So anyhow, we make it to the hospital and there are all these people waiting, they’re ready because this thing has been called in, these ambulance drivers were just like angels, they came in, they picked me up and they fucking hauled ass. There’s snow on the ground, right? So this ambulance is sliding around turns, and I can feel, just from the vibration and the way the car is moving and the way my weight is shifting around, I can tell how fast we’re going. And got to the hospital, and they rushed me into the OR, it was nuts. And I was in so much pain once the adrenaline wore off, I was crying and begging and begging for them to put me out, to put me under, and finally, they did. 

So I woke up in the ICU, where I spent quite a portion of my 17 days in the hospital, and I was visited by detectives and they said it was a gang initiation. That’s what had happened. In other words, these gang members were instructed to kill someone. Go kill that guy, and you’re in. In the same neighborhood, the same night, they said another guy was stabbed, and a girl was raped, and they think it was the same people. They didn’t end up catching anyone, but I did get to listen to some Brooklyn cops, detectives with strong Brooklyn accents, and it seemed like right out of a TV show, these guys. But I could go on for hours and hours about all the horrifying things that occurred in the hospital, but just a couple of them. 

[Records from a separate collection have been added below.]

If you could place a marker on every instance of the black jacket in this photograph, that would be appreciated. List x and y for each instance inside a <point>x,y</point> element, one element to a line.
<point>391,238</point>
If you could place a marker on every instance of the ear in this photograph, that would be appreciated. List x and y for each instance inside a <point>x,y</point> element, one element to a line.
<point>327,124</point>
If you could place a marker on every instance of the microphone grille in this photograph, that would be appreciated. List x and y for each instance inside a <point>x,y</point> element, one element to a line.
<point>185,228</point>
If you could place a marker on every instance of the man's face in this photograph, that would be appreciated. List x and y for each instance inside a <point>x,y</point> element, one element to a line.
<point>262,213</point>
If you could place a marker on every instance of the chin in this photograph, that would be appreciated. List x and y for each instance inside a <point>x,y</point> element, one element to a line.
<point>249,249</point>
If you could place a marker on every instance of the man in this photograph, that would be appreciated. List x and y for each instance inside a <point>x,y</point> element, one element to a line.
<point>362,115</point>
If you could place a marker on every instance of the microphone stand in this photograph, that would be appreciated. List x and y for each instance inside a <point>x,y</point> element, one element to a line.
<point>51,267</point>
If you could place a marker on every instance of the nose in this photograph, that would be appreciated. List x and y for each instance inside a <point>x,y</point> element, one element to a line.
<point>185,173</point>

I was supposed to be released the next morning to go home after about a week, week and a half in the hospital. And at 3:00 in the morning, blood started spraying out of my wound, so they raced to get a doctor, and they got a hold of the Chief of Surgery at Mount Sinai Hospital, like the main surgeon, the big dog. And he came in, he rolled me over, he didn’t even warn me, but he poked me with his scalpel and blood sprayed out, and he goes, “Now, he has to go now.” And so they raced me down to the OR and I cut in line in front of all the people who were waiting to get operated on, because he’s like, “He’s about to die, he’s bleeding internally.” So that’s when they opened me up, from my belly button to the middle of my back, and pulled all my intestines out, and they found what was wrong, and they fixed it, but it was roughly $200,000 worth of surgery. Luckily, I had amazing insurance at the time, but it was fucking scary, it was really, really scary. 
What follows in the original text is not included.